The commission, which will be led by former Labour transport secretary Lord Adonis, will produce a list of priority infrastructure projects at the start of each five-year parliament.
Mr Osborne will say today that he wants the commission “to shake Britain out of its inertia on infrastructure”.
Alongside Lord Adonis on the commission will be Sir John Armitt, the former Olympic Delivery Authority chair who was commissioned by then shadow chancellor Ed Balls to lead a review into the UK’s infrastructure delivery in 2013.
His recommendations included the establishment of a politically independent commission to look up to 30 years ahead and set infrastructure priorities accordingly.
The government announced the launch of the NIC at the Conservative Party conference earlier this month, when the chancellor said he wanted to “create a cross-party consensus” on infrastructure.
The commission will also include former deputy prime minister Lord Heseltine and High Speed 2 design panel chair Sadie Morgan.
The other members, set to be unveiled at the commission’s launch in York this morning, are: former member of the Bank of England’s monetary policy committee Tim Besley; neuroscientist Demis Hassabis; former chief economist at the Greater London Authority Bridget Rosewall; and Victoria & Albert Museum chairman Sir Paul Ruddock.
Mr Osborne has used the launch to pledge £100bn of infrastructure spending by 2020; this includes funding the £15bn Roads Investment Strategy.
More details of the projects that will receive government backing will be announced at next month’s spending review, with funding to come from money raised by asset sales.
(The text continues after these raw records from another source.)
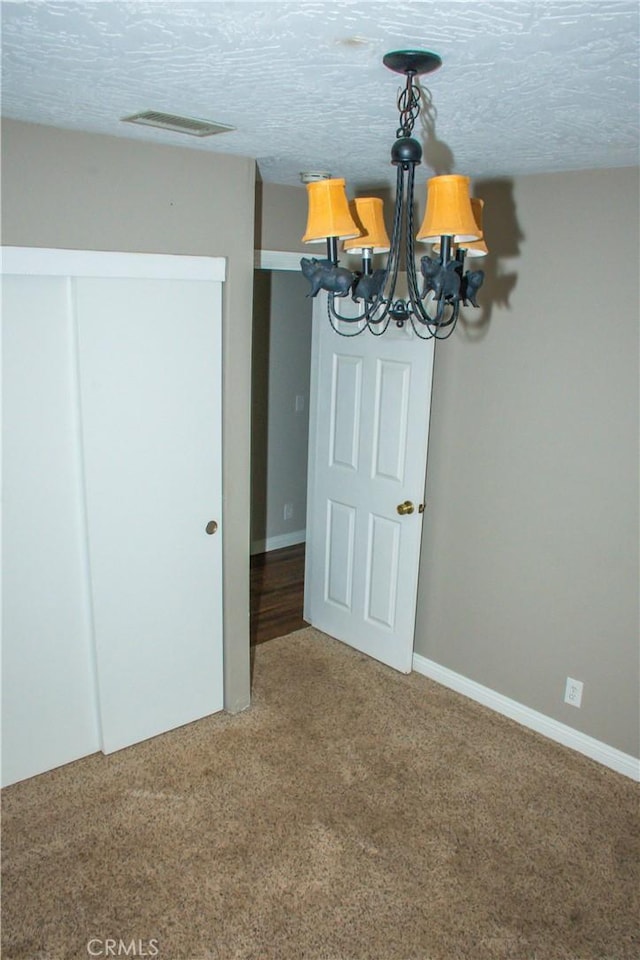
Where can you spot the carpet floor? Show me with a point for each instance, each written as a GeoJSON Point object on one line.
{"type": "Point", "coordinates": [352, 813]}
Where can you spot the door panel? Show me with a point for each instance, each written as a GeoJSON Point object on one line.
{"type": "Point", "coordinates": [369, 422]}
{"type": "Point", "coordinates": [150, 392]}
{"type": "Point", "coordinates": [49, 715]}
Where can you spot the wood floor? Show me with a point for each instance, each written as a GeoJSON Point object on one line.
{"type": "Point", "coordinates": [277, 593]}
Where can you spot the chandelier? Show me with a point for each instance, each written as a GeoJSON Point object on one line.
{"type": "Point", "coordinates": [452, 224]}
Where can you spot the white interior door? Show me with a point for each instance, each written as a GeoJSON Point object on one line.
{"type": "Point", "coordinates": [369, 422]}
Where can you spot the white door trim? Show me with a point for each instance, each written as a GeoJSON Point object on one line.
{"type": "Point", "coordinates": [52, 262]}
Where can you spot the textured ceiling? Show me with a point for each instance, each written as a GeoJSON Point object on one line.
{"type": "Point", "coordinates": [526, 85]}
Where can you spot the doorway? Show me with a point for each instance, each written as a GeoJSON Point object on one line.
{"type": "Point", "coordinates": [281, 358]}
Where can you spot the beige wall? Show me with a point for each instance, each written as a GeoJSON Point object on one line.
{"type": "Point", "coordinates": [530, 548]}
{"type": "Point", "coordinates": [281, 217]}
{"type": "Point", "coordinates": [529, 568]}
{"type": "Point", "coordinates": [84, 191]}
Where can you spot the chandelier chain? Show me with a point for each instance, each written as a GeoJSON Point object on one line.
{"type": "Point", "coordinates": [408, 107]}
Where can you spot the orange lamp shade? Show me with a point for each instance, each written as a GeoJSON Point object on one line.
{"type": "Point", "coordinates": [449, 211]}
{"type": "Point", "coordinates": [328, 214]}
{"type": "Point", "coordinates": [368, 214]}
{"type": "Point", "coordinates": [473, 248]}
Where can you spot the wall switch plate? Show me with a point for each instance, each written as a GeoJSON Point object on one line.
{"type": "Point", "coordinates": [573, 692]}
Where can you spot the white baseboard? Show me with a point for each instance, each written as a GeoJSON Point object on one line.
{"type": "Point", "coordinates": [278, 542]}
{"type": "Point", "coordinates": [621, 762]}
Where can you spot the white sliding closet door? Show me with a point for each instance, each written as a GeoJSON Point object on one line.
{"type": "Point", "coordinates": [49, 710]}
{"type": "Point", "coordinates": [112, 616]}
{"type": "Point", "coordinates": [150, 396]}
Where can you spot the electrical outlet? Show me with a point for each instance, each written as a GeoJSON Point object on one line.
{"type": "Point", "coordinates": [573, 692]}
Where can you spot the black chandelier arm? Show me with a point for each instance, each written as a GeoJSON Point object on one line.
{"type": "Point", "coordinates": [376, 326]}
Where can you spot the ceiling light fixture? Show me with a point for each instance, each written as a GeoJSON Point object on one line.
{"type": "Point", "coordinates": [452, 223]}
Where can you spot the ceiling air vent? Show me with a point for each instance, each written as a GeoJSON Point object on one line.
{"type": "Point", "coordinates": [170, 121]}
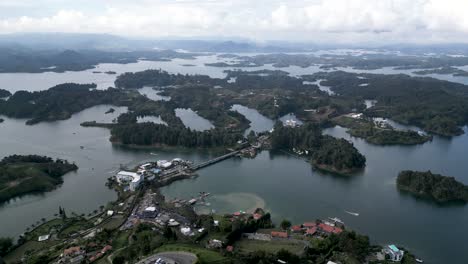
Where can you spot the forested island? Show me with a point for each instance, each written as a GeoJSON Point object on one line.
{"type": "Point", "coordinates": [325, 152]}
{"type": "Point", "coordinates": [59, 60]}
{"type": "Point", "coordinates": [444, 70]}
{"type": "Point", "coordinates": [435, 186]}
{"type": "Point", "coordinates": [156, 135]}
{"type": "Point", "coordinates": [438, 107]}
{"type": "Point", "coordinates": [58, 102]}
{"type": "Point", "coordinates": [23, 174]}
{"type": "Point", "coordinates": [4, 93]}
{"type": "Point", "coordinates": [379, 133]}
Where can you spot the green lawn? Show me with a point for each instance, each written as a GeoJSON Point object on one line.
{"type": "Point", "coordinates": [113, 223]}
{"type": "Point", "coordinates": [17, 254]}
{"type": "Point", "coordinates": [204, 255]}
{"type": "Point", "coordinates": [247, 246]}
{"type": "Point", "coordinates": [44, 229]}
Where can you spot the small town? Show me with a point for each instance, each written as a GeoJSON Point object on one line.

Initially, the commission will focus on northern connectivity; improving the London transport system, including developing Crossrail 2; and helping balance the energy market.
Mr Osborne said: “My spending review will be about delivering security.
“British people have to spend longer than they should getting to work, pay more than they should in energy bills and can’t buy the houses they want because of the failure of successive governments to think long term.
“Infrastructure isn’t some obscure concept; it’s about people’s lives, economic security and the sort of country we want to live in.
“That’s why I am determined to shake Britain out of its inertia on infrastructure and end the situation where we trail our rivals when it comes to building everything from the housing to the power stations that our children will need.
“This is about jobs, growth, living standards and ensuring Britain is fit for the future. We must be the builders.
“At the spending review, I will commit to investing £100bn in infrastructure over the next five years and we are creating an independent commission to give us a long-term, unbiased analysis of the country’s major infrastructure needs.
“We need to think long term and deliver a cross-party consensus on what we need to build.
“I am delighted Andrew Adonis and this world-class group of experts have agreed to come together on the National Infrastructure Commission to help us do that.”